La Grande Dame de la Vie Éternelle plongea son regard de lumière par-delà la fenêtre, dans le ciel étoilé infiniment bleu, infiniment profond, d’une grande beauté cosmique, puis plongea le cosmos de ses yeux dans ceux de Magalie.

– « Es-tu prête à cheminer vers le mystère Magalie? » se renseigna la Vie Éternelle.

La petite fille soupira en regardant sa mère dormir, belle comme un printemps en fleurs : « Elle va me manquer… » gémit-elle.

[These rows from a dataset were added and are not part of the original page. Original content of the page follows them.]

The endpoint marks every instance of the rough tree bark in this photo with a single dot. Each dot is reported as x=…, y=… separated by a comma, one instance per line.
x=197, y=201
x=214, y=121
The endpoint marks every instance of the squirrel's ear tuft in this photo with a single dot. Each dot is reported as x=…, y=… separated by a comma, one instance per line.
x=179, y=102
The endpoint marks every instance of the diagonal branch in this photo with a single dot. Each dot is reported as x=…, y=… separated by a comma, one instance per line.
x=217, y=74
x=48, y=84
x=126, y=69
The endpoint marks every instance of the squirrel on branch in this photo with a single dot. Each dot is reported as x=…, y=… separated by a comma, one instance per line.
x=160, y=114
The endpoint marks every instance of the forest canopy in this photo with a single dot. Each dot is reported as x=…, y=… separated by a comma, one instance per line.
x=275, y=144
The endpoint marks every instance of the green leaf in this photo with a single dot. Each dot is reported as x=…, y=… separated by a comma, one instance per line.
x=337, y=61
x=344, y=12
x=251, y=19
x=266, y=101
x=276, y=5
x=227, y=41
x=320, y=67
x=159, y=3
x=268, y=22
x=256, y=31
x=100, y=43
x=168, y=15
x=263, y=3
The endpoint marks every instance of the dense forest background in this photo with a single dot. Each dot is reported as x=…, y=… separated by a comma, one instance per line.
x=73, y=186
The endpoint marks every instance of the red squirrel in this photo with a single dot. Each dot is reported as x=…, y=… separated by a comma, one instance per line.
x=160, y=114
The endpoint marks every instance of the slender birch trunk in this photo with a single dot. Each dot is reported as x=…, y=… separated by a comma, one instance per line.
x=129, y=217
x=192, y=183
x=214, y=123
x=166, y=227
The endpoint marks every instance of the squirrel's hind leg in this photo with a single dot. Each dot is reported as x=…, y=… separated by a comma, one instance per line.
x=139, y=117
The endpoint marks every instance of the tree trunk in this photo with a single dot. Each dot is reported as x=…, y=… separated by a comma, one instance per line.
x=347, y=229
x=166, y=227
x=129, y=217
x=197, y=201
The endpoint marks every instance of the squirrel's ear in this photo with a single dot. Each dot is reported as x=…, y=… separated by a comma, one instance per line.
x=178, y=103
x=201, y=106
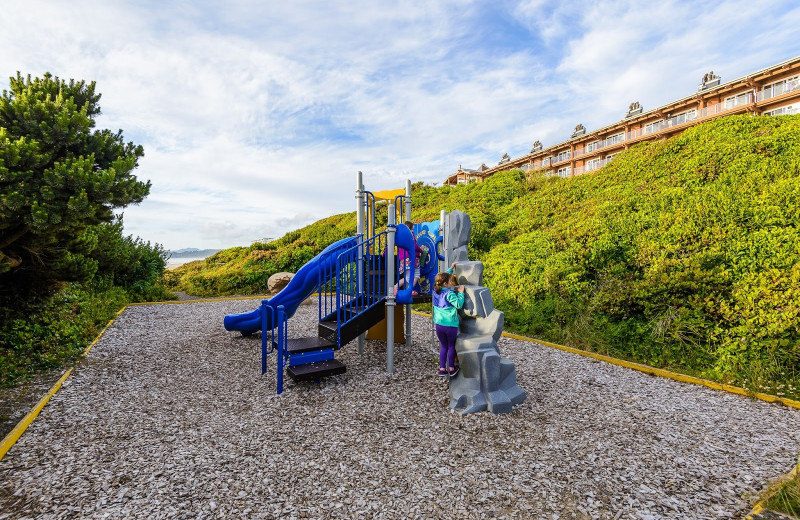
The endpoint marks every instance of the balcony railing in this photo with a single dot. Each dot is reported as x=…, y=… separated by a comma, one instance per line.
x=772, y=91
x=591, y=166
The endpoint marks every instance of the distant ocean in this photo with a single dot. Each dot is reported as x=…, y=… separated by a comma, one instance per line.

– « Personne ne t’obligera à t’éloigner d’elle Magalie, n’oublies pas que le chemin que je suis venu faire avec toi n’est pas un chemin d’arrachement mais un chemin d’ouverture… Les êtres humains ont tout misé sur le langage verbal pour communiquer entre eux au point de se fermer et d’oublier le langage du vivant, alors ils sont souvent perdus comme des nouveaux-nés qui doivent apprendre à parler une langue dont ils ne connaissent rien au moment de la transition. Le vivant tout entier, les animaux, l’air, les coïncidences s’offrent à vous pour continuer à goûter votre lien ».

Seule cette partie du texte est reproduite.